Un des rappeurs de Kneecap comparaît au tribunal pour avoir brandi un drapeau du Hezbollah en concert
Hasard du calendrier, l’audience intervient le jour même de la sortie dans les salles françaises du biopic peu conventionnel que leur consacre Rich Peppiatt. Le rappeur Mo Chara du trio nord-irlandais Kneecap comparait mercredi matin devant un tribunal de Londres pour « infraction terroriste ». Il lui est reproché d'avoir brandi un drapeau du mouvement pro-iranien Hezbollah lors d'un concert londonien en novembre. Un comportement qui selon la police est de nature à « faire raisonnablement soupçonner qu’il soutient une organisation interdite », un délit selon la loi britannique. Le Hezbollah est considéré comme un mouvement terroriste outre-manche
Groupe de rap à l'énergie punk originaire de Belfast chantant en anglais mais surtout en gaélique, Kneecap récuse la présence britannique en Irlande du Nord et plaide pour la réunification de l’île d’Emeraude. La formation est coutumière des provocations. Le trio, composé également de Móglaí Bap et DJ Próvaí, revendique haut et fort son engagement propalestinien. Kneecap a suscité de vives réactions en projetant des messages accusant Israël de commettre « un génocide contre le peuple palestinien » à Gaza sur la scène du festival californien Coachella en avril.
D’anciennes vidéos de concerts du groupe, sur lesquelles la police enquête également, ont été exhumées - dont celle du drapeau, dans laquelle un membre du groupe semble aussi crier « Allez le Hamas !, allez le Hezbollah ! » -. Le groupe a par ailleurs dû récemment s’excuser après la diffusion d’une vidéo datant de 2023 semblant montrer l’un des membres appelant à la mort de députés conservateurs britanniques.

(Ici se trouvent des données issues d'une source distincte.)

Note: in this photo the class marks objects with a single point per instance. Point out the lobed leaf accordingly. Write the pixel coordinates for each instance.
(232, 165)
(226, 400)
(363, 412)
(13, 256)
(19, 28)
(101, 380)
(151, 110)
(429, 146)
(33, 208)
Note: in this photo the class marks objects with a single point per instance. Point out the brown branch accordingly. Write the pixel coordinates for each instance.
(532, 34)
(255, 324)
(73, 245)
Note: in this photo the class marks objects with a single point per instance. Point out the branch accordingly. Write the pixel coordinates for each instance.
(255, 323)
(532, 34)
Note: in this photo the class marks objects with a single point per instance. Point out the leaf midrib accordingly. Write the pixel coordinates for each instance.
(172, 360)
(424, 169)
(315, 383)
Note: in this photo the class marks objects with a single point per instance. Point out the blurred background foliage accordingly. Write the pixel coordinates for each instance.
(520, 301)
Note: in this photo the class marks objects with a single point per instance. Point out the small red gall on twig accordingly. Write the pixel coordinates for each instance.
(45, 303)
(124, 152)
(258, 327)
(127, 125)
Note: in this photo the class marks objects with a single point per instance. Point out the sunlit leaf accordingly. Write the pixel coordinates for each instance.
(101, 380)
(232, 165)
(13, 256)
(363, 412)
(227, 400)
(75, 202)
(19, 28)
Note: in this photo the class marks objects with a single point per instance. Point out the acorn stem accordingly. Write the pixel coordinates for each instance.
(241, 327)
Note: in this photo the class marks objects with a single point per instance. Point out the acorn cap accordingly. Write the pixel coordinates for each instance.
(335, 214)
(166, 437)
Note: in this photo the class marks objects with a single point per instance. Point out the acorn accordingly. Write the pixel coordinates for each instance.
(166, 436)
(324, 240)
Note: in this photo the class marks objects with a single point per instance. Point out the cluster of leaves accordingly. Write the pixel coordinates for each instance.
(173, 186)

«C’est comme cela qu’ils ont été élevés»
Âgé de 27 ans, Mo Chara - de son vrai nom Liam Og O Hannaidh - a été inculpé le 21 mai. Ses compères de Kneecap ont appelé ses fans à venir en nombre pour le soutenir devant le tribunal, situé dans le quartier de Westminster. Le groupe a démenti «avoir commis cette infraction» et nié tout soutien au Hezbollah, dénonçant une décision «politique». «Ils essaient de nous réduire au silence», «d'annuler nos concerts, de m'enlever ma liberté de voyager», avait dénoncé Mo Chara fin mai lors d'un festival à Londres.

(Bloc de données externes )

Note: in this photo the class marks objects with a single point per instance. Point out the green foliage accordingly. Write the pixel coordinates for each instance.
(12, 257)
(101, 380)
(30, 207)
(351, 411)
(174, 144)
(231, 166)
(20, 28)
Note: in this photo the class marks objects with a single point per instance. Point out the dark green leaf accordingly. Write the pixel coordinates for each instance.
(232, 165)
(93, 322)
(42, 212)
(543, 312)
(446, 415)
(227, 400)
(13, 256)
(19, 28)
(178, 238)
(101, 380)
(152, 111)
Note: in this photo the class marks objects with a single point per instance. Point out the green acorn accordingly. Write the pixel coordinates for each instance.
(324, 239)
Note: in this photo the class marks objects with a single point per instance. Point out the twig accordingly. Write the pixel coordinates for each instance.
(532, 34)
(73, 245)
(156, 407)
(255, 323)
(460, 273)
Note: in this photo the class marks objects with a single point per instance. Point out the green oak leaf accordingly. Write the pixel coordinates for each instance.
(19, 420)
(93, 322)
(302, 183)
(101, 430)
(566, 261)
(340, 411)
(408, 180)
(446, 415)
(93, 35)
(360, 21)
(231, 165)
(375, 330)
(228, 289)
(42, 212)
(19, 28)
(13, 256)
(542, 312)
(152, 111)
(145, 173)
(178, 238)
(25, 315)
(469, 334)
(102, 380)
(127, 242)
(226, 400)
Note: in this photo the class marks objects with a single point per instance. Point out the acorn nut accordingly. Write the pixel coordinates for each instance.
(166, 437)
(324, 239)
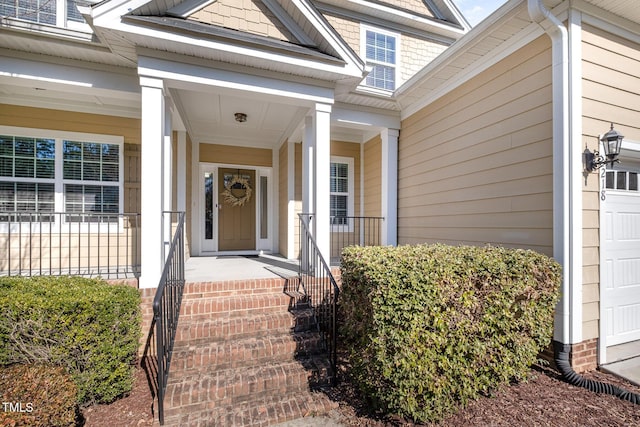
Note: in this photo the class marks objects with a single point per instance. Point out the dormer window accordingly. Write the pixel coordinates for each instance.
(380, 49)
(61, 13)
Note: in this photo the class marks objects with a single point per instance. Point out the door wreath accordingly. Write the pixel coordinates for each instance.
(235, 183)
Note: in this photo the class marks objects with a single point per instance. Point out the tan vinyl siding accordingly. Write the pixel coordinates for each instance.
(283, 200)
(373, 177)
(233, 155)
(475, 167)
(611, 92)
(246, 16)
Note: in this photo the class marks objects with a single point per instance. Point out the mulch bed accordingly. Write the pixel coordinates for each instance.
(545, 400)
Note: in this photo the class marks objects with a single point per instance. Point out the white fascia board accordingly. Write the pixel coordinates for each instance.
(230, 80)
(508, 10)
(608, 22)
(349, 70)
(58, 74)
(360, 118)
(326, 30)
(188, 7)
(515, 43)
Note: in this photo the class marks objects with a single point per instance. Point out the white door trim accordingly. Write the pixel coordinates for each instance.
(262, 244)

Lors de son passage à Paris la semaine dernière pour promouvoir le film qu’il leur consacre, le réalisateur Rich Peppiatt confiait au Figaro avoir parlé au groupe après leur performance controversée de Coachella : « Ils ont compris que leur langage était maladroit. Ils ont le cœur sur la main, mais la façon dont ils s’y sont pris a été extrêmement maladroite ». Et de remarquer : « Les gens n’ont pas conscience pas que là d’où ils viennent, de Belfast-Ouest, il y a autant de drapeaux palestiniens que de drapeaux irlandais. C’est comme cela qu’ils ont été élevés. Pour des raisons historiques et culturelles, la position par défaut en Irlande est de soutenir la Palestine. Etre pro-israélien est une position controversée ».

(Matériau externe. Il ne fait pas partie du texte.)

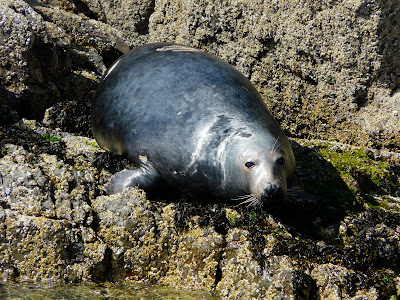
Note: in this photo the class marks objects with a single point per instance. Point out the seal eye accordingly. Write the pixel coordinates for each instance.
(249, 164)
(281, 161)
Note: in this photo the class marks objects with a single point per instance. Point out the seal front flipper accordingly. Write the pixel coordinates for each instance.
(140, 177)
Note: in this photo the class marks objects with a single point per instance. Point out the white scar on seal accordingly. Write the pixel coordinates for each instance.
(177, 48)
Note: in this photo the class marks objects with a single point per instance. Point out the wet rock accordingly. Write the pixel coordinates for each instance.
(46, 58)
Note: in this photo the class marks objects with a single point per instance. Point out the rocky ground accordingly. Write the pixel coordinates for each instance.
(328, 72)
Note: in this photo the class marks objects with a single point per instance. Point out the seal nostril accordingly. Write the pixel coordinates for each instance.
(281, 161)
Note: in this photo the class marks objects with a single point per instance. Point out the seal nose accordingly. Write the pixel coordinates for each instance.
(272, 191)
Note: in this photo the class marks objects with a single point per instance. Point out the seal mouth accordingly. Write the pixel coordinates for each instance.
(252, 200)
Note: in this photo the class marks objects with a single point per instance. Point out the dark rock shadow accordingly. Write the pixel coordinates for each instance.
(315, 208)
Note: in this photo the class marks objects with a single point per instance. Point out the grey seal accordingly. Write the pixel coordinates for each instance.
(190, 122)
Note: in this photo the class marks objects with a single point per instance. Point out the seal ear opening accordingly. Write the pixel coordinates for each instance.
(90, 95)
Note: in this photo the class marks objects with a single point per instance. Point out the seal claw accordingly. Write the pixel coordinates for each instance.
(138, 178)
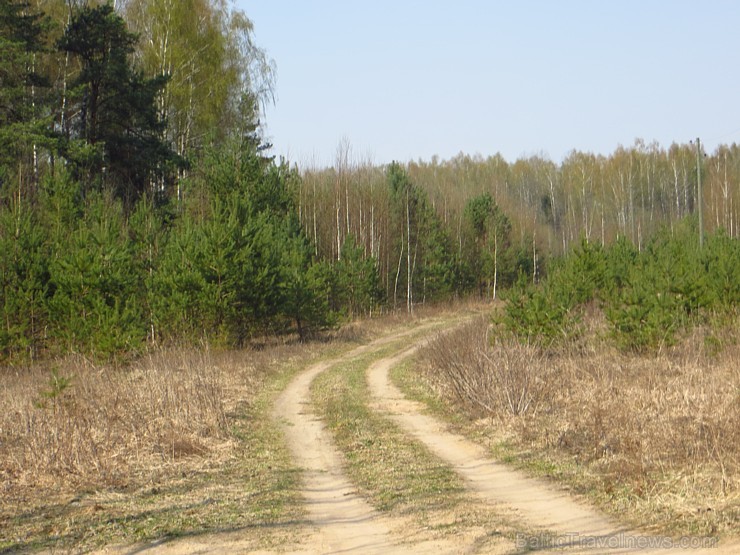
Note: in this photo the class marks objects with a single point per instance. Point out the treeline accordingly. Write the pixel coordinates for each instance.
(137, 204)
(649, 297)
(631, 193)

Le cinéaste, ancien journaliste, regrette «un monde où si on est en désaccord avec quelqu’un, le réflexe premier soit de l’annuler». Et Rich Peppiatt de plaider : «Je déteste cette culture qui veut les priver de travail, leur interdire de jouer. Je crois en la liberté de parole et d’opinion. Kneecap ne mérite pas la pression qu’ils subissent actuellement. Je n’ai jamais rencontré de personnes aussi déterminées à exprimer leurs convictions et prêtes à en assumer les conséquences».
Concert à Rock en Seine
Suite à toutes ces controverses, Kneecap a été écarté d’un festival dans le sud de l’Angleterre et a vu plusieurs de ses concerts annulés, en Allemagne notamment. Il a en revanche reçu le soutien d’autres groupes comme Massive Attack, Pulp ou Fontaines DC, qui ont dénoncé une «répression politique» et une «tentative claire et concertée de censure et de déprogrammation». Les rappeurs, qui doivent se produire à Rock en Seine le dimanche 24 août, toujours à l’affiche du festival anglais Glastonbury le 28 juin, malgré les appels des élus conservateurs et du Conseil des représentants des juifs britanniques à le déprogrammer.
Le trio nord-irlandais a accédé à la notoriété en 2024 avec son album «Fine Art» et un docu-fiction survolté, Kneecap. Primé notamment au festival de Sundance, ce biopic, où les rappeurs jouent leur propre rôle, a fait un malheur au box-office irlandais et a raflé l’équivalent le Bafta, l’équivalent de nos César du meilleur premier film britannique. Une certaine ironie du destin. Fondé en 2017, le trio défend sa langue ancestrale le gaélique et l’emploie comme un cri «anticolonialiste» face à la puissance britannique. Le nom du trio lui-même vient de la pratique des groupes paramilitaires qui tiraient sur leurs victimes au niveau des genoux durant le conflit nord-irlandais.